What you can do with Box Automate is deciding how much work you want each individual agent to do before it is distributed to another agent. So you can have an entry agent who is separate from the assessment agent, and so on. With this you can in principle use AI agents on a scale in any form of workflow or business process in the organization.

What kind of problems do you make by splitting the workflow?
We have already seen some limitations, even in the most advanced fully agent systems such as Claude Code. At a certain point in the task, the model gets out of the contextwindow room to keep making good decisions. There is no free lunch in AI now. You cannot just have a long -term agent with an unlimited context window, after a task in your company. So you have to break through the workflow and use SBGugents.

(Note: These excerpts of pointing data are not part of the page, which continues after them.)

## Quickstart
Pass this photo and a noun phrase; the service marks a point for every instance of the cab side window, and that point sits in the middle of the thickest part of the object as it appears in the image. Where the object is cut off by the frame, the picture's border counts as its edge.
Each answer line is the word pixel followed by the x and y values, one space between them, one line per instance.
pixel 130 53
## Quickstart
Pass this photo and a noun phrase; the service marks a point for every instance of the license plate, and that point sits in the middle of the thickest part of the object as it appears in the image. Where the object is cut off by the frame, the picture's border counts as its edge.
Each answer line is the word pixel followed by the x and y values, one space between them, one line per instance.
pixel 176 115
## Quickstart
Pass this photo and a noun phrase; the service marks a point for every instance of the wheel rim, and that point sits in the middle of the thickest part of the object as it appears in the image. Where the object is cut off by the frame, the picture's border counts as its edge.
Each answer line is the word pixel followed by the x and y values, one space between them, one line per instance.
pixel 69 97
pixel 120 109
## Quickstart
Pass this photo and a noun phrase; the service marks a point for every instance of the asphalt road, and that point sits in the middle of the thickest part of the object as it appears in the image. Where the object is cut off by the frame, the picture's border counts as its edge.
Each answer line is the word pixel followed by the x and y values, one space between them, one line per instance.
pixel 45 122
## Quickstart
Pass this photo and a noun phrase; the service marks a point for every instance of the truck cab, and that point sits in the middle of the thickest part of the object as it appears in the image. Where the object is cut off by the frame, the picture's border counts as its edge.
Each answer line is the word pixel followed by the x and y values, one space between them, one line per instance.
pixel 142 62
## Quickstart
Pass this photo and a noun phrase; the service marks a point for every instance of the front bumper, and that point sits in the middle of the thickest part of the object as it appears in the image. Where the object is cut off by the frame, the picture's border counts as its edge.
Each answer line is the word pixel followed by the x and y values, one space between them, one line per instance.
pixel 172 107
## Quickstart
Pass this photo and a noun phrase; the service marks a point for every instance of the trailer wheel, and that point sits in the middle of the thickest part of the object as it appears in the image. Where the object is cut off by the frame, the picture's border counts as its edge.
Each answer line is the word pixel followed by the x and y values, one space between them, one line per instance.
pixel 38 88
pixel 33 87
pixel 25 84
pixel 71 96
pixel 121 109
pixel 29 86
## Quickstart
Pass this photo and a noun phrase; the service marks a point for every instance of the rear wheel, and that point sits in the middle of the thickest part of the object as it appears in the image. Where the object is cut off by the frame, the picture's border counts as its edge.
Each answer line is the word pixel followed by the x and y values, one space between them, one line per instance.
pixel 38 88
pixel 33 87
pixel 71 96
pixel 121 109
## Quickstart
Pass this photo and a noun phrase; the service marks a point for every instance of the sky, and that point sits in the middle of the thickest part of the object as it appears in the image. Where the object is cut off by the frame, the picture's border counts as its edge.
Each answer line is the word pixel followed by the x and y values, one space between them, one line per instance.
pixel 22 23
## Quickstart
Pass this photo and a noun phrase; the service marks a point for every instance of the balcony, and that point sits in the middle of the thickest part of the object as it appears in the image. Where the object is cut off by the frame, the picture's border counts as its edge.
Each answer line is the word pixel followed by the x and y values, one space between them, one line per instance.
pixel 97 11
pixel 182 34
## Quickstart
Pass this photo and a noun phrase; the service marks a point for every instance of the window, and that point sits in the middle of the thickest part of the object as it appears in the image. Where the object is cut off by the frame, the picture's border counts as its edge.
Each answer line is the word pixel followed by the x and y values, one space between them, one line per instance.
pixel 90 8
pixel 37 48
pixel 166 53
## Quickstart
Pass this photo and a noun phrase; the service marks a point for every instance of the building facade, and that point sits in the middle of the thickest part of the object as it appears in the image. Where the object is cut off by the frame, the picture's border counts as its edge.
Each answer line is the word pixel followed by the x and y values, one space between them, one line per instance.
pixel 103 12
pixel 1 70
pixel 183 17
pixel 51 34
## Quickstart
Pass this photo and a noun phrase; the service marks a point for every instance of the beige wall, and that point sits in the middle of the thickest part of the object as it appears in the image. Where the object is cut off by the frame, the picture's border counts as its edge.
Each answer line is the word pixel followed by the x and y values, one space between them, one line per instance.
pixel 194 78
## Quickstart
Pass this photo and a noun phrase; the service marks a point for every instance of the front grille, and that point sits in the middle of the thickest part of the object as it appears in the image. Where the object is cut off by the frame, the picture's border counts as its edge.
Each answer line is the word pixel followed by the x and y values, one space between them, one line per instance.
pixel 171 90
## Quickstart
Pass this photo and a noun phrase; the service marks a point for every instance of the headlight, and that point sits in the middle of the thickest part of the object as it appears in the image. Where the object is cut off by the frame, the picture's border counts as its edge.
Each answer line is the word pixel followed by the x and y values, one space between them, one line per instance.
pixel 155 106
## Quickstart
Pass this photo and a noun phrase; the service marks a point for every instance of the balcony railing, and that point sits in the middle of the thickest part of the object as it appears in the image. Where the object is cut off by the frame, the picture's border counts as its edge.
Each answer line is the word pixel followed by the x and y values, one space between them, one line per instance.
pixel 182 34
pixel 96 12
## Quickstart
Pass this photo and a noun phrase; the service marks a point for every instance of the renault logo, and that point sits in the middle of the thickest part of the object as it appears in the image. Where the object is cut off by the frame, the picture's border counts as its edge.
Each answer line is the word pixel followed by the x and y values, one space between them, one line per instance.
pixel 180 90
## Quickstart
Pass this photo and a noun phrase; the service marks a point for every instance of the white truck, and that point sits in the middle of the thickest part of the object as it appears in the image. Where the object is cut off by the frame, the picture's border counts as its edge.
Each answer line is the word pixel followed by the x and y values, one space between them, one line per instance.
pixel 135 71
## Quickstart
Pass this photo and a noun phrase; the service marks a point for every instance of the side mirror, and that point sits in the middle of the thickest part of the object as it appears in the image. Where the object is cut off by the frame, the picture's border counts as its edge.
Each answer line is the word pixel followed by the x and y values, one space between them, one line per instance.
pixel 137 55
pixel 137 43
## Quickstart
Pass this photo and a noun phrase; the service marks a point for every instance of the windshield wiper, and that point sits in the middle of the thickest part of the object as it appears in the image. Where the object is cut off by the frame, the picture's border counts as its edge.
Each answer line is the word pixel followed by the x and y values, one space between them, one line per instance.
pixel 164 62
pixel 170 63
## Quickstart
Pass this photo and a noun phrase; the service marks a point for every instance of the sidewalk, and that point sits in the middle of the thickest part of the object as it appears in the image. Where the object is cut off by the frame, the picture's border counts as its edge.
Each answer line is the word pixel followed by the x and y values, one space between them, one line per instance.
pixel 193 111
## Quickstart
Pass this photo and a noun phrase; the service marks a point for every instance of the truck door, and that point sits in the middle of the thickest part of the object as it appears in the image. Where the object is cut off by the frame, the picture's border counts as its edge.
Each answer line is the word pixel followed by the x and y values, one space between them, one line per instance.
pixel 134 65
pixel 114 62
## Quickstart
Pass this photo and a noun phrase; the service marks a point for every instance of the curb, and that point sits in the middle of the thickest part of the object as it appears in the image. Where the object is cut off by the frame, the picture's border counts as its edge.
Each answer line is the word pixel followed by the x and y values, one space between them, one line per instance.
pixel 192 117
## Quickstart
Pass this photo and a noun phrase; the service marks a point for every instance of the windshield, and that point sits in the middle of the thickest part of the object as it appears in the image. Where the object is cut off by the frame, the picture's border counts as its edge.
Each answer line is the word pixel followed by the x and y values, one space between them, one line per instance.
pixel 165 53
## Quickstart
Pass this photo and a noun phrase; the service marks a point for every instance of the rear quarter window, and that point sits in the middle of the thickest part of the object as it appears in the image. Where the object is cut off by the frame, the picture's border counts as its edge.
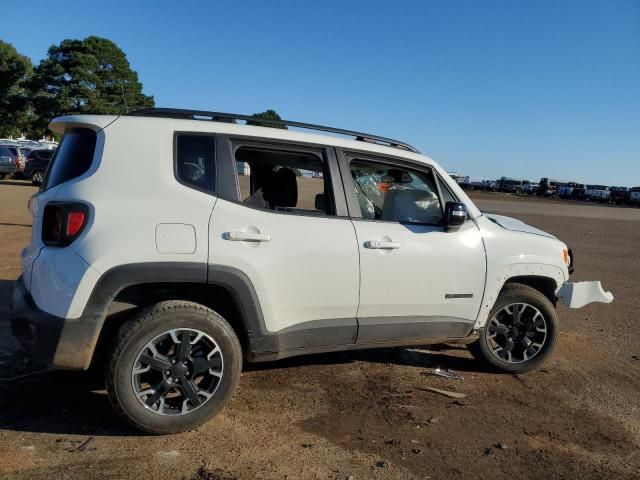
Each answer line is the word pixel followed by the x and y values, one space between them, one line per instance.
pixel 72 158
pixel 195 161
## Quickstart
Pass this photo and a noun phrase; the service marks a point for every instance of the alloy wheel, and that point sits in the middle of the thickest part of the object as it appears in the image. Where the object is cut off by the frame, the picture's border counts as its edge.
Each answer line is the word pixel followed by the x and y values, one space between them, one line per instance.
pixel 516 333
pixel 177 372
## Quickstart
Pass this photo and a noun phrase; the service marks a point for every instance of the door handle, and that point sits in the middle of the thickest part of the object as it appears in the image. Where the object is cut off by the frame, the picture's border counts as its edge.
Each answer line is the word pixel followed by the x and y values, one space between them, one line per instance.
pixel 378 245
pixel 246 237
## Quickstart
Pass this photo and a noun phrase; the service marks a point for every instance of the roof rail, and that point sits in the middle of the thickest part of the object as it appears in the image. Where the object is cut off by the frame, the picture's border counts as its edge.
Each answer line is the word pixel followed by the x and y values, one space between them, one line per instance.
pixel 231 117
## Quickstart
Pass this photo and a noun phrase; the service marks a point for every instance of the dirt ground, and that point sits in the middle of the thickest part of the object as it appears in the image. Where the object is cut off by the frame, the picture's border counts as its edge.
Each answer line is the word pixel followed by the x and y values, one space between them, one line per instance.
pixel 364 414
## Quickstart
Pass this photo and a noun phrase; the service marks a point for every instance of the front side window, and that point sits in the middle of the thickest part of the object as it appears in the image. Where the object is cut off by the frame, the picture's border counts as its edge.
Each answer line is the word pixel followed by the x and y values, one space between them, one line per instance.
pixel 283 180
pixel 395 194
pixel 195 161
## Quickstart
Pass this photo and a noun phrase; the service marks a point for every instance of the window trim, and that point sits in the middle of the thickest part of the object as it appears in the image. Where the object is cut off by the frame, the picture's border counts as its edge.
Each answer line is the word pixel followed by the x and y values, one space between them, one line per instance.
pixel 184 183
pixel 326 155
pixel 345 157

I think we are in the era of context within AI. What AI models and agents need is context, and the context they need to finish is in your unstructured data. Our entire system is really designed to find out what context you can give the AI agent to ensure that they perform as effectively as possible.
There is a larger debate in the industry about the benefits of large, powerful border models compared to models that are smaller and more reliable. Does this bring you to the side of the smaller models?
I would probably have to clarify: nothing about our system prevents the task from being random or complex. What we are trying to do is make the right crash barriers, so you can decide how agent you want that task to be.
We have no certain philosophy about what people should be on that continuum. We only try to design a future -proof architecture. We have designed this in such a way that as the models improve and as improving agent possibilities, you get all those benefits directly on our platform.
The other care is data control. Because models are trained on so much data, there is a real fear that sensitive data is registered or abused. How does that mean?
Many AI implementations go wrong there. People think: “Hey, this is easy. I will give an AI model access to all my unstructured data, and it will answer for people.” And then it starts to give you answers to data to which you do not have access or that you should not have access. You need a very powerful layer that processes access controls, data security, permissions, data management, compliance, everything.
So we benefit from the few decades that we have spent building a system that actually handles that exact problem: how do you ensure that only the right person has access to every piece of data in the company? So when an agent answers a question, you know deterministically that it cannot draw on data to which that person should not have access. That is just something fundamentally built into our system.
Earlier this week, Anthropic released a new function for direct uploading files to Claude.ai. It is far removed from the type of file management that Box does, but you have to think about possible competition from the Foundation model companies. How do you approach that strategically?
So if you think about what companies need when they implement AI on a scale, they need security, permissions and control. They need the user interface, they need powerful APIs, they want their choice of AI models, because one day one AI model feeds a use case for them that is better than the other, but that can change, and they do not want to be locked in a certain platform.
So what we have built is a system with which you can have all those possibilities effective. We do the storage, security, the permissions, the vector -inbed and we connect to every leading AI model that is there.